In the News

Advancing Early 2012 plan is a "win-win" for everyone

"There are three things in place that will make the 2012 plan work..." — Howard Benson

Howard Benson, CEO of National Community Development Services, was the guest speaker at Rotary last week.

Benson gave Rotarians and their guests an overview of Early County 2055 activities over the past two years and discussed the goals included in the five-year strategic plan, Advancing Early 2012.

He noted that Charles and Barton Rice got the ball rolling in 2006 with the visioning and planning process funded by the Charles and Catherine Rice Foundation.

Since that time, Benson suggested, "You have not only decided you don't like the dismal trend you've seen go on and on, you've now taken aggressive steps to do something about turning things around here in Early County."

He stated that many people haven't yet made the connection between the planning process, the EC2055 plan, the Rice foundation property acquisitions and the economic development initiative ready to be launched.

"I challenge each of you to put aside any suspicion and negative attitudes," he said. "We need to come together around a solid strategy which has an excellent chance of succeeding."

The EC 2055 plan called for the redevelopment of physical structures and adoption of progressive land use planning.

Benson explained that the Rice Foundation has followed that plan's mandate acquiring buildings and properties to protect or "land bank" for future development.

Some "eyesore" structures have been torn down and others, like the "Cineplex" on North Main and the Freezer Locker have been frequently used for meetings and the movie industry.

He explained that the foundation paid for the 2055 plan with intentions of funding a staff and office for two years.
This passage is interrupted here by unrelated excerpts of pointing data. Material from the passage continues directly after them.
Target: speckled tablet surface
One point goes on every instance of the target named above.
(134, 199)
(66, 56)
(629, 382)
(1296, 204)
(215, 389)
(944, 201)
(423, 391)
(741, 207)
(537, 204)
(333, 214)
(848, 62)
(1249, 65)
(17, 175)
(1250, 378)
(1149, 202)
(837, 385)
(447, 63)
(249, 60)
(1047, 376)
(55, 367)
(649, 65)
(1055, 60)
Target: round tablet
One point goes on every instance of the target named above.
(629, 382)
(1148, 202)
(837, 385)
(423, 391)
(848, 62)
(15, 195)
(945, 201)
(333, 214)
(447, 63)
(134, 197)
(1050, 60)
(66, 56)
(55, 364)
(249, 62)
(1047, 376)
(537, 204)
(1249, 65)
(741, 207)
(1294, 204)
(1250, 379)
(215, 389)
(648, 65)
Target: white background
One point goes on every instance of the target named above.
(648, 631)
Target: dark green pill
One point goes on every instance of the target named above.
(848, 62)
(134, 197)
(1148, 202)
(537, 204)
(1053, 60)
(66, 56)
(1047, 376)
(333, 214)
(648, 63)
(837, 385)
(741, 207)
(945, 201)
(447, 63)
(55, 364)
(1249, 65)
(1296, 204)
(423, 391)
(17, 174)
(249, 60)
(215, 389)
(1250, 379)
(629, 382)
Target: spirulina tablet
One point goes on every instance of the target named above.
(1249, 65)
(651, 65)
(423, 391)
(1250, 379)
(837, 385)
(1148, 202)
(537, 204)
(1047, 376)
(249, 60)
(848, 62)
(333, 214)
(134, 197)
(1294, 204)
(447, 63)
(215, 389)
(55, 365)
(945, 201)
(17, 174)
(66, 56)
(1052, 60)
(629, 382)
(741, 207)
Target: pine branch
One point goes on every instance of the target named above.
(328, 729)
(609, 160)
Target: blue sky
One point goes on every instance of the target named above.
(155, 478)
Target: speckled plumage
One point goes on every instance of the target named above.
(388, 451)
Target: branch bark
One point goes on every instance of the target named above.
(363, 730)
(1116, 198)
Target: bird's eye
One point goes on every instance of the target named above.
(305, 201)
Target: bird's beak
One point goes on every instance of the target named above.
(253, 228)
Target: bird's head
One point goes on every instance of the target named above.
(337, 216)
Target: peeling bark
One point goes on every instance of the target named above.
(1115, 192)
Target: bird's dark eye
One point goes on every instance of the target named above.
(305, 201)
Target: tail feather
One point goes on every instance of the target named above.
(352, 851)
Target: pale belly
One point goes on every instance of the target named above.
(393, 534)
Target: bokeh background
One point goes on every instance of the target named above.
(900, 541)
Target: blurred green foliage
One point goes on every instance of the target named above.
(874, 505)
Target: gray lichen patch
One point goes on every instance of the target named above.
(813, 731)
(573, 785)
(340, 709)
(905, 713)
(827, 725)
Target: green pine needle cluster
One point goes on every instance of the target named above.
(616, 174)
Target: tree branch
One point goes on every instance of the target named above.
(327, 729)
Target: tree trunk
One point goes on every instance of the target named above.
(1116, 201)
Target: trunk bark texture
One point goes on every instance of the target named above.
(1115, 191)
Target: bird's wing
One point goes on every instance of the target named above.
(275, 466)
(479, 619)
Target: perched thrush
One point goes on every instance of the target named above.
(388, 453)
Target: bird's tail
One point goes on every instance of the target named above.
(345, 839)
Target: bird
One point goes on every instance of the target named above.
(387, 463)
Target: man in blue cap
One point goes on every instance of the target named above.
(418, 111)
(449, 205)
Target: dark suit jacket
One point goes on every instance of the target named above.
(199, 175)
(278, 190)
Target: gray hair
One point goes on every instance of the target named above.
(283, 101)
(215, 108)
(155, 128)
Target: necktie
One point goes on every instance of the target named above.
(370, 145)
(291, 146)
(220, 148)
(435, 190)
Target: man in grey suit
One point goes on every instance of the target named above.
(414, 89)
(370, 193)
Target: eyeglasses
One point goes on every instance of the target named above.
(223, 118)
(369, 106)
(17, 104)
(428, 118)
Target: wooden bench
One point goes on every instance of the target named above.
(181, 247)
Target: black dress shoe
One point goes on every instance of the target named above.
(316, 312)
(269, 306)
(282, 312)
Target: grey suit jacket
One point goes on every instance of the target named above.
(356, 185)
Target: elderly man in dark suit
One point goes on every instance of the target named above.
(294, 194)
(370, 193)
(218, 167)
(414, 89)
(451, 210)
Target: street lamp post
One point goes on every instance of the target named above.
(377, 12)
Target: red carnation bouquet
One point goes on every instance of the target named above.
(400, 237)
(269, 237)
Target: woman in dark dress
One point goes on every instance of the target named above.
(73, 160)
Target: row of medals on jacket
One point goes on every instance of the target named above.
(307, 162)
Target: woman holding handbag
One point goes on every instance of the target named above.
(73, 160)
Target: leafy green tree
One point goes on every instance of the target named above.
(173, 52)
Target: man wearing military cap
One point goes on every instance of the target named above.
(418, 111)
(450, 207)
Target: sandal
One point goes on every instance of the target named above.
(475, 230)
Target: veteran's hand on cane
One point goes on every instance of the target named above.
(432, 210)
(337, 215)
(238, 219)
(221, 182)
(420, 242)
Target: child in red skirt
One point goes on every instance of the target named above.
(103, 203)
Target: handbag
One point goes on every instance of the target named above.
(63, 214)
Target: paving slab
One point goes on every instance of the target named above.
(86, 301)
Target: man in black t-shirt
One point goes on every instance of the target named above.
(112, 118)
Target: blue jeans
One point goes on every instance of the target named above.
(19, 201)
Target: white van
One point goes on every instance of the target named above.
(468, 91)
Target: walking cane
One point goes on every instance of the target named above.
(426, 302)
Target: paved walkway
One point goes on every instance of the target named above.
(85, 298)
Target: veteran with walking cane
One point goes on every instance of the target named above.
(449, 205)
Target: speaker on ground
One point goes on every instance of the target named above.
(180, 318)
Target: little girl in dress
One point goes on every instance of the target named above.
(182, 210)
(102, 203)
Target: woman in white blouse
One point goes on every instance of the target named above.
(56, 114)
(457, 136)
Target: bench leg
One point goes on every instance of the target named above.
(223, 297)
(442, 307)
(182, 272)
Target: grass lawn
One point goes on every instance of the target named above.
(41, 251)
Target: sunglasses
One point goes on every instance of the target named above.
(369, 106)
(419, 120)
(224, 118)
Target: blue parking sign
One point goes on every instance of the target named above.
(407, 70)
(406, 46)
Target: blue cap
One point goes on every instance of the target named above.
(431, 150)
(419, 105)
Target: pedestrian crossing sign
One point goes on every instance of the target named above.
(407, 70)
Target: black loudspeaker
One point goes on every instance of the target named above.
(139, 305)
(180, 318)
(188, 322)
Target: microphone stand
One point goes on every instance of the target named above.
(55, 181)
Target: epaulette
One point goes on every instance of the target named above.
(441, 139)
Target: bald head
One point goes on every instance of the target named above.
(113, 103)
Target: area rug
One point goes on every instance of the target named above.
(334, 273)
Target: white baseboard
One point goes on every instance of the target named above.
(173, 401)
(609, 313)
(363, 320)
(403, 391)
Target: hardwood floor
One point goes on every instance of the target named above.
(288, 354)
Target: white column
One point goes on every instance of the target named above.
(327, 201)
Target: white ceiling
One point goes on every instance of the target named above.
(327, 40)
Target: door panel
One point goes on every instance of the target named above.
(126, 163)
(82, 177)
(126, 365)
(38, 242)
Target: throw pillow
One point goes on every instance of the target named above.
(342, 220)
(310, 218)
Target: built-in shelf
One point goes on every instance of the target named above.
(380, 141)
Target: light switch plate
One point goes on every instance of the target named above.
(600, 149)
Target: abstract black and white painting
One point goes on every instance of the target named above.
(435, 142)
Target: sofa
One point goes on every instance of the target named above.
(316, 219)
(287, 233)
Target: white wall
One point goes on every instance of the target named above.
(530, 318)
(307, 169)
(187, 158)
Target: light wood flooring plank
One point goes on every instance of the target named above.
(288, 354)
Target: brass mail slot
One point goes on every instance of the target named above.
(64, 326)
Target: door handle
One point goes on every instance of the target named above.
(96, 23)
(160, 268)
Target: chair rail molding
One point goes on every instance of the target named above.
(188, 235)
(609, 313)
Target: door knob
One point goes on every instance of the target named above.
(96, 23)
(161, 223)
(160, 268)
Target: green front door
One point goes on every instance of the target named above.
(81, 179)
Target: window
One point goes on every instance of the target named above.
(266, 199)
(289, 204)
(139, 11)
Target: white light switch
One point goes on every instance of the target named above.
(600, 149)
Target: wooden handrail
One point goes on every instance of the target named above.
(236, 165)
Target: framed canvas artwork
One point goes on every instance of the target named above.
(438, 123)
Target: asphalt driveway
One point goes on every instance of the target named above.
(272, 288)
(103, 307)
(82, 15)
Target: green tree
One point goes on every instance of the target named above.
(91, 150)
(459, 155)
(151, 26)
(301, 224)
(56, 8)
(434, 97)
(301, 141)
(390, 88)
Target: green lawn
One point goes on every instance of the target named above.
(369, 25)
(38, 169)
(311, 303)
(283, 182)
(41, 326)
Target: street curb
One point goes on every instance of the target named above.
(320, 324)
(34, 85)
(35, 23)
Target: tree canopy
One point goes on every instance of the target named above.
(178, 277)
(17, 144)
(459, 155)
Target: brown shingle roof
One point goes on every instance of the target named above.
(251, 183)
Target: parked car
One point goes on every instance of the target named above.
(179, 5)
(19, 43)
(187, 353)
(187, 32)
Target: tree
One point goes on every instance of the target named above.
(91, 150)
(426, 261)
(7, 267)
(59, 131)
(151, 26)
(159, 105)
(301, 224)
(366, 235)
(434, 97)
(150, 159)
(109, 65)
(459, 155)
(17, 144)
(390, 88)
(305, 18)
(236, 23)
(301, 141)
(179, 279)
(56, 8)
At that point it would be up to the community to take on the job of mounting an aggressive economic development strategy.

The community has done that with a task force chaired by Tom Baxley developing Advancing Early 2012, a five-year initiative focused on creating jobs and payrolls and expanding the tax base.

"And the foundation has pledged to continue its support of professional staff and overhead expenses," Benson stated.

The plan includes retail expansion, new housing options — including housing for workers who would be constructing the Longleaf Energy plant, removal and demolition of dilapidated structures, creating the East Gateway, conference space in the Alexander Building and objective analysis of redevelopment of the Blakely Theater.

A part of the plan includes contractural agreements with both the city and county with 2012 to provide economic development services.

The job creation goal includes a minimum of 100 jobs, growing direct payroll by $2.5 million and 30 short-term jobs through the production of two movies.

"Our company has been working with communities like yours for over 30 years," he stated. "The plan you have adopted and funded is what works."

He stated there are three things now in place that will make the 2012 plan work — a solid strategy, the right leadership and the working capital.

"We need just a few important pledges to take us over the $3 million goal needed to fully implement the plan," Benson noted.

He noted the funds pledged to the 2012 initiative is no slush fund. "Every dollar is committed to a specific line item in the budget which is controlled by those who put up the money."

"This is the plan for Early County to invest in," he stated. "You can make a critical difference just by daring to believe a better Early County is possible."